Supporting the education of over 200 girls in Afghanistan

That night Griff and Lee registered the domain name, Combat Flip Flops, with the goal of launching a business that sells flip flops made from the soles of combat boots. A year later Griff's brother-in-law, Andy Sewrey, joined the business, recognizing the potential for these flip flops to be a tool for effecting positive, lasting change.

Their mission is simple: to improve conditions in war-torn countries by creating safe and steady jobs, and by educating women. Combat Flip Flops manufactures their products in Colombia, Laos and Afghanistan in order to create jobs in these conflict, or post-conflict areas.

At a campsite, on a beach, even urban sidewalks these sandals are hard to beat
Every product Combat Flip Flops sells puts an Afghan girl into secondary school for a day.
Photo by JORDAN STEAD / Amazon

Every product they sell funds a day of secondary school for an Afghan girl. The founders believe "the path to peace is through education." Education is often not an option for many girls in Afghanistan, where only one-quarter of Afghanistan's population is literate, and among women the rate is 13 percent. Among school age children, about 5 million do not have access to schools, most of which are girls.

"If we can fix this model in Afghanistan, then it can be done anywhere," Griff said. "Last year we put over 200 girls in school in Afghanistan. And the curve is going up rapidly because we're finding ways to sell more cool profitable products that provide the margin for us to be able to give."

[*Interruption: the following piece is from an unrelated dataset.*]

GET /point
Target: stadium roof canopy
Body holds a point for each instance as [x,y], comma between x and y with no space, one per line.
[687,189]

In addition to positive change through education, the company based in Washington State believes real progress can be made through trade, investment and business. And flip flops were just the start. Over the years they've expanded into a larger market segment, with the same mission in mind. Now manufacturing scarves and sarongs handmade by Afghan women, jewelry made from the metal of landmines in Laos, and more recently ‘Claymore’ messenger bags made by U.S. veterans in Washington.

Combat Flip Flops joins forces with Amazon

None of this is feasible without a sustainable business that delivers results, and that was a challenge for the company initially. They realized they couldn't effectively market their mission through traditional retail channels. Customers weren't grasping the significant difference their purchase would be making by seeing the products on a shelf. "It only works if consumers buy," said Griff.

Combat Flip Flops launched as an Exclusives brand in July of 2016, taking advantage of the marketing support that Exclusives offers its sellers. Amazon Exclusives is a marketplace that showcases a wide range of unique brands that have chosen to sell their products only through Amazon and their own company website.

"Amazon is the best for our business, so Amazon is the best means of achieving our mission," said Griff. "We can work together to make the most meaningful difference in these communities."

Within the next year, Combat Flip Flops hopes to be about 5 percent of Afghanistan's exports to the U.S.

The way Griff sees it, the more they grow and sell, the more women they can help educate, the more jobs they can create, and hopefully, the better off the world's economy is. "The change will happen," he said with a confident smile. "We're stoked!"